Cidades de todo o mundo – e muitos municípios brasileiros também – fazem uso desse recurso inteligente que tenta preservar a integridade física de transeuntes. Seu uso pelos pedestres pressupõe, no entanto, um mínimo de educação e responsabilidade por parte de motoristas e motociclistas.

Educação no trânsito e responsabilidade para agir de forma sensata em situações de risco são qualidades pouco desenvolvidas em nosso país. O desrespeito a pedestres e incidência de inúmeros acidentes são simples conseqüência dessa triste realidade.

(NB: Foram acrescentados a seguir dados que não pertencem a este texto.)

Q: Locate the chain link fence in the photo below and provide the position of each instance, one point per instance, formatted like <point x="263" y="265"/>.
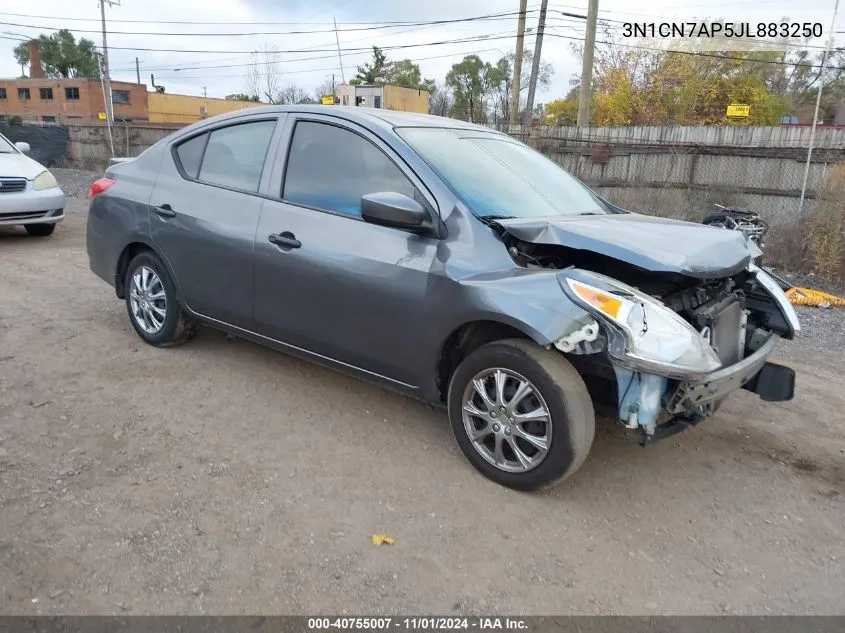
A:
<point x="687" y="181"/>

Iniciativas que revelam bom senso e preocupação com o bem estar e segurança dos cidadãos requerem particular atenção para um pré-requisito básico. Ou seja, no caso, o de se fazer uma ampla divulgação educativa pela prefeitura e meios de comunicação das razões que levaram à adoção da medida imposta. A fiscalização municipal ostensiva, por determinados períodos, certamente poderia contribuir, também, para a conscientização de motoristas negligentes. Distribuir folhetos de orientação aos visitantes, periodicamente, na entrada do portal, atingiria dupla finalidade: alertá-los para nossa preocupação com os pedestres e, de “lambuja”, dar-lhes uma demonstração do grau de civilidade da população holambrense, processo ainda em desenvolvimento.

Na contramão, exemplo condenável constatado esta semana, sobre o que ainda nos falta. Uma motocicleta foi estacionada na vaga para deficientes em frente ao Banco do Brasil, sem a maior cerimônia ou consciência, educação ou respeito. Triste retrato.

Nossa cultura preza o comodismo, o individualismo, o tirar vantagem de situações. Povos conscientes compreendem que quando a coletividade vai bem todos os indivíduos são beneficiados. Poderíamos então, quem sabe, aproveitar a oportunidade para fazermos uma campanha em prol da conscientização de motoristas, motociclistas  e até mesmo de pedestres. Pois estes, quando atrás do volante, não raro se transfiguram, apressados, impacientes, até mesmo mal educados.

Fica aqui, pois, a sugestão para que nosso município possa, com o tempo e simples medidas, se tornar um exemplo de urbanidade.

“Melhoram-se as plantas pela cultura. Os homens, pela educação.”